The trial marks another instance of a governmental entity accusing drugmakers and sellers of creating a “public nuisance,” an attempt to collect damages over an addiction epidemic that persists to this day. This past November, an Orange County Superior Court judge ruled in favor of four pharmaceuticals, including Teva, in a suit brought by four cities and counties. That same month, the Oklahoma Supreme Court overturned a $465 million ruling against Johnson & Johnson.

A jury trial in Florida ended midtrial, when Walgreens agreed to settle claims brought by the Sunshine State and its cities and counties for $683 million. Florida has received more than $3 billion from opioid litigation settlements, some from Teva and Allergan.

According to the report by Courthouse News, the San Francisco opioid trial picked up Monday May 9, after a one-week hiatus with the expert testimony of Dr. Anna Lembke, who said Walgreens and three other defendants in the civil suit helped spread misinformation that led to the opioid crisis that took nearly half a million lives. Lembke, is a Stanford University professor who teaches, conducts research and treats patients and the author ofDrug Dealer, MD” and “Dopamine Nation.”

The defendants in this case used misinformation to target doctors,” Lembke testified. “Walgreens actively collaborated with Purdue to educate their pharmacists on the use of treating pain with opioids.”

She added: “Walgreens strategized with Purdue about how to get these messages out there.

After a 45-minute presentation, Lembke faced cross-examination by lawyers for Teva and Allergan who attempted to get Lembke to admit their clients played minor roles in the opioid crisis and that any misinformation they disseminated – for example, that addiction rarely resulted from opioid prescriptions – was intended for “internal use” only.

Lembke pushed back, saying many of the internal documents were used to train sales representatives who visited doctors to convince them of both the safety of opioids and the necessity of treating pain seriously. “This massive misinformation campaign stripped doctors of the true appreciation of the danger of opioid use,” Lembke said.

Teva attorney Wendy Feinstein in her cross-examination, pushed the idea that the FDA and DEA shared responsibility for the oversupply and overprescription of opioids.

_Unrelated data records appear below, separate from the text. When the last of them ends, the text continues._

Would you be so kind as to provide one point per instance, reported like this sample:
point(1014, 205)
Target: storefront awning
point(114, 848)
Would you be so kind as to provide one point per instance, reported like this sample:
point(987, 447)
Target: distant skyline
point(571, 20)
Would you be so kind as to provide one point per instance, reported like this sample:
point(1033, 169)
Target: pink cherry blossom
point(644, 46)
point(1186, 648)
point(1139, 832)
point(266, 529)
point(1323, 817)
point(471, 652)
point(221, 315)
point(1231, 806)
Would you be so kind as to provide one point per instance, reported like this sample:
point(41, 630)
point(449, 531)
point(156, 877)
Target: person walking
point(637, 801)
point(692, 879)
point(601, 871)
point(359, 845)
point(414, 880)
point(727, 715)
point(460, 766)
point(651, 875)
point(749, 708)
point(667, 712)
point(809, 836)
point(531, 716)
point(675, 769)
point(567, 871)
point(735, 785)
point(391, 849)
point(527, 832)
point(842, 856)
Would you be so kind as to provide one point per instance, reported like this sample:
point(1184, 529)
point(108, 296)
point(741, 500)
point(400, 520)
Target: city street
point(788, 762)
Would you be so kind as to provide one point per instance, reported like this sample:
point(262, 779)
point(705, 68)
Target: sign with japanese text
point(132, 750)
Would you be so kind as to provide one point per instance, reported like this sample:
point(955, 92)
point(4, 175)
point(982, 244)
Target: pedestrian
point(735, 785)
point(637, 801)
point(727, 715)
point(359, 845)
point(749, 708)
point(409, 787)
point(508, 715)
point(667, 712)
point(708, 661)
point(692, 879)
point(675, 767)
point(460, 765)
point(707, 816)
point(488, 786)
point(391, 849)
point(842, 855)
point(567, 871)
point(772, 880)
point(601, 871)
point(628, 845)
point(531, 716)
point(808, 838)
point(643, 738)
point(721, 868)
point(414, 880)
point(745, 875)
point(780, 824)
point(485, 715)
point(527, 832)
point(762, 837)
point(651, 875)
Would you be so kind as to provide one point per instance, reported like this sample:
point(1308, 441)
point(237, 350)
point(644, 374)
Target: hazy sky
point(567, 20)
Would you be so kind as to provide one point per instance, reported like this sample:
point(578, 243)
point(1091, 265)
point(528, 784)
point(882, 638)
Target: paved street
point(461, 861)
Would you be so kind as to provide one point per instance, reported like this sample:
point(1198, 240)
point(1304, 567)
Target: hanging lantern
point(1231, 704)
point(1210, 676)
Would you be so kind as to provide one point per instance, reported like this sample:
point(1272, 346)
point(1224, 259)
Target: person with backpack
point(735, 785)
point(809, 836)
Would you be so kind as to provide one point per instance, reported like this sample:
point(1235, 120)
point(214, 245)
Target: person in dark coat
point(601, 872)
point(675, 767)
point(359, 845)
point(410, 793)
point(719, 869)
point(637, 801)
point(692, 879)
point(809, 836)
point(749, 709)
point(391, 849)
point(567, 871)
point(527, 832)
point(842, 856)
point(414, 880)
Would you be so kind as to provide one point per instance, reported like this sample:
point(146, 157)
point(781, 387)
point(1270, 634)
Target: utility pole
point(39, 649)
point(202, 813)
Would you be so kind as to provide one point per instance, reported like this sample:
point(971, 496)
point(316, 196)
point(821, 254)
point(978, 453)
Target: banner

The FDA, she noted, approved Oxycontin and other powerful narcotics for the treatment of pain, while the DEA sets production quotas – limits on how many opiates can be produced by various manufacturers.

There is lots of blame to go around,” Lembke said.

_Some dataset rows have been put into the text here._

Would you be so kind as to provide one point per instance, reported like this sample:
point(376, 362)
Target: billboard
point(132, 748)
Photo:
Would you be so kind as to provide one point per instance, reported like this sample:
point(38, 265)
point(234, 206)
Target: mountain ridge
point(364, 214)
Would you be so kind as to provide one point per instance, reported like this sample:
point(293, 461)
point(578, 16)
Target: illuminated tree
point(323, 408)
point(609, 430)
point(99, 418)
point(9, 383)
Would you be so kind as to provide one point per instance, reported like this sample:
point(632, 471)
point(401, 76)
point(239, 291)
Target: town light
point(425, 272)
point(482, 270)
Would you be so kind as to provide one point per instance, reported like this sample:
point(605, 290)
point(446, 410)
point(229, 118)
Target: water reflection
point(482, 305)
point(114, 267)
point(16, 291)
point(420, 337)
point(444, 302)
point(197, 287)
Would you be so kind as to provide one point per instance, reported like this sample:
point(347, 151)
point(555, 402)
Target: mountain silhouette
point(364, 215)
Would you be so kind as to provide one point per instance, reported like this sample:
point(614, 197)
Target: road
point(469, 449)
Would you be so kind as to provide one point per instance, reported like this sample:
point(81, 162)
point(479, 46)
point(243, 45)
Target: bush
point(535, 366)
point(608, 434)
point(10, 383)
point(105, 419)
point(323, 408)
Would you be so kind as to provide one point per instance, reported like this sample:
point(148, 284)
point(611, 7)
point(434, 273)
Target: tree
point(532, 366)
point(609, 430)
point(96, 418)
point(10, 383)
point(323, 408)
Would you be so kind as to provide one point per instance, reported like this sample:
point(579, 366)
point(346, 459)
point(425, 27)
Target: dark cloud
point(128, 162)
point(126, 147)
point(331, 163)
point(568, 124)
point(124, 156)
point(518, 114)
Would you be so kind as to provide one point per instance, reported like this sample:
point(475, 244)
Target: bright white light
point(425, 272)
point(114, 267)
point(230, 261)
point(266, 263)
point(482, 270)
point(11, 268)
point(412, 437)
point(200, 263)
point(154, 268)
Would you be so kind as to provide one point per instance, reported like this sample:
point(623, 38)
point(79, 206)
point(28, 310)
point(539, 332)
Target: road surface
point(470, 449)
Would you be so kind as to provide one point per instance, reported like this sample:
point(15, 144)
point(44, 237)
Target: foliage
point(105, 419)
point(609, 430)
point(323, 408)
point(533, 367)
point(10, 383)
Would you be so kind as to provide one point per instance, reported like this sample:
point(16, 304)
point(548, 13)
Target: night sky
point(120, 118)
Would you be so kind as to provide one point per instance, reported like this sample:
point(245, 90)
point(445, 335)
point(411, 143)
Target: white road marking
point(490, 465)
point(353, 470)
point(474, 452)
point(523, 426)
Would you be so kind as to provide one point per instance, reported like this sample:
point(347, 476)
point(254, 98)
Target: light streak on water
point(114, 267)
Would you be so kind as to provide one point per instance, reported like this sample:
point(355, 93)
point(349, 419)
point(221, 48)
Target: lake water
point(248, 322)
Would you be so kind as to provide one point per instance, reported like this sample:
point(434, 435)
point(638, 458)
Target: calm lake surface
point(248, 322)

State governments, too, played a role in the paradigm shift. California passed a number of laws, including the Intractable Pain Act in 1990 and the Pain Patients Bill of Rights in 1997, the latter of which required “doctors to advise patients who suffer from -‘severe, chronic (and) intractable’ pain that powerful narcotics are legally available that could grant them relief.”

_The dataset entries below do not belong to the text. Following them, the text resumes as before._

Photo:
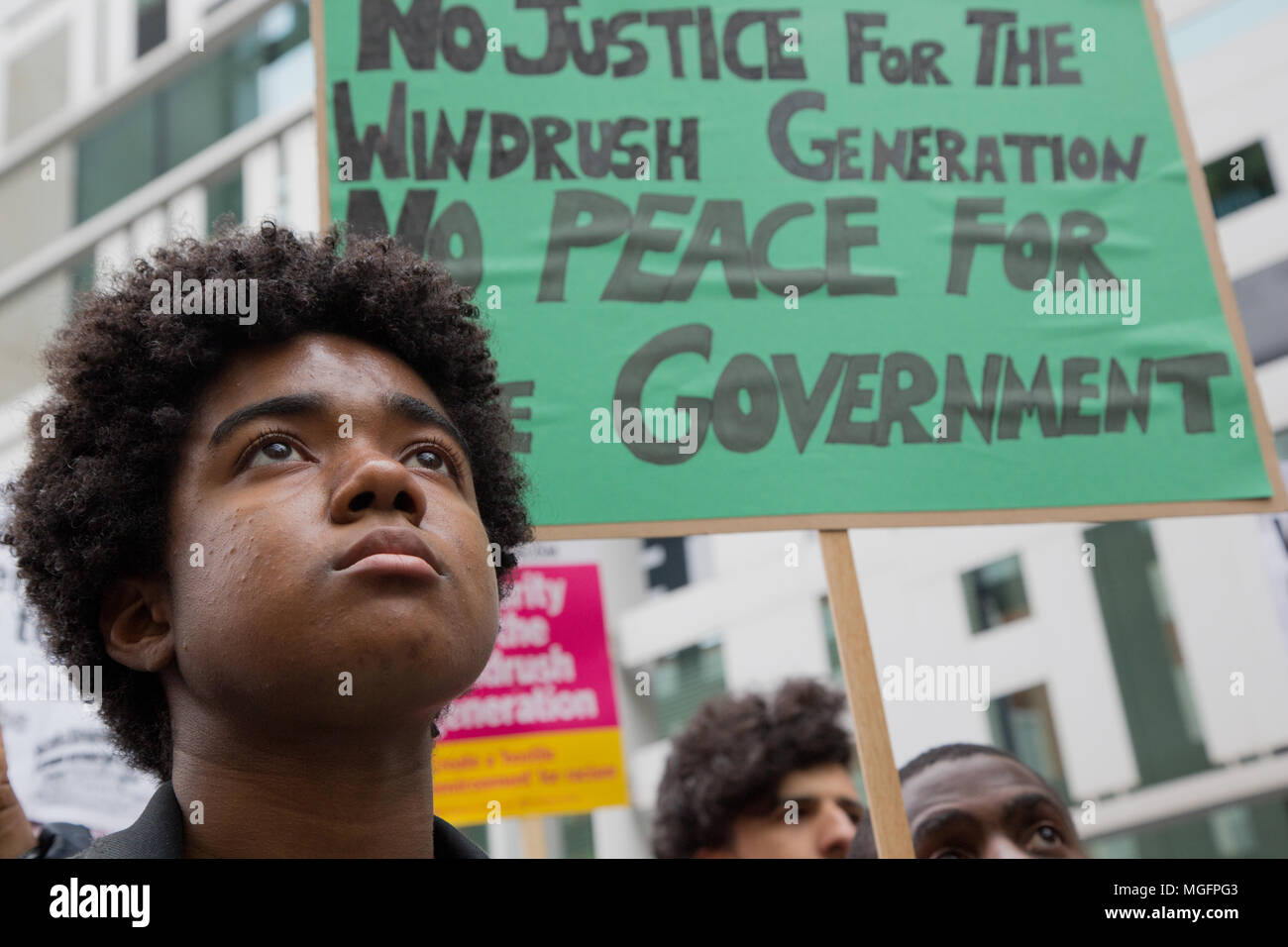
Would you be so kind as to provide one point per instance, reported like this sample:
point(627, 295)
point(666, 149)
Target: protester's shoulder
point(156, 834)
point(451, 843)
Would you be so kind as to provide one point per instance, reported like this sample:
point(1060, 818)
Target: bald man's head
point(966, 800)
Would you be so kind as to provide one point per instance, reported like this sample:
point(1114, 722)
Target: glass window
point(261, 71)
point(1021, 724)
point(38, 84)
point(223, 197)
point(995, 594)
point(681, 684)
point(578, 836)
point(833, 650)
point(666, 564)
point(150, 25)
point(1239, 830)
point(1235, 187)
point(1149, 663)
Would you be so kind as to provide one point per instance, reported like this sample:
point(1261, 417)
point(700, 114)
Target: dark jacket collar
point(159, 834)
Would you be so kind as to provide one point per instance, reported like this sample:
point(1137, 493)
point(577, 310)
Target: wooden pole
point(876, 759)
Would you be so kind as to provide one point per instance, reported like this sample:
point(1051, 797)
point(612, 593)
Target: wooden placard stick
point(876, 759)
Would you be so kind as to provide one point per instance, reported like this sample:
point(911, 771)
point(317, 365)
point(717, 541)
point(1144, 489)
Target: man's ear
point(136, 622)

Later, Allergan attorney Hariklia Karis asked Lembke if she thought that doctors were more influenced by sales representatives than they were by the FDA-approved drug labels, which state warnings about the various dangers of taking a drug.

“Yes,” Lembke said, adding doctors don’t always have time to keep up with the latest research and are “much more influenced by peers and sales reps.”

Lembke’s testimony will resume Wednesday.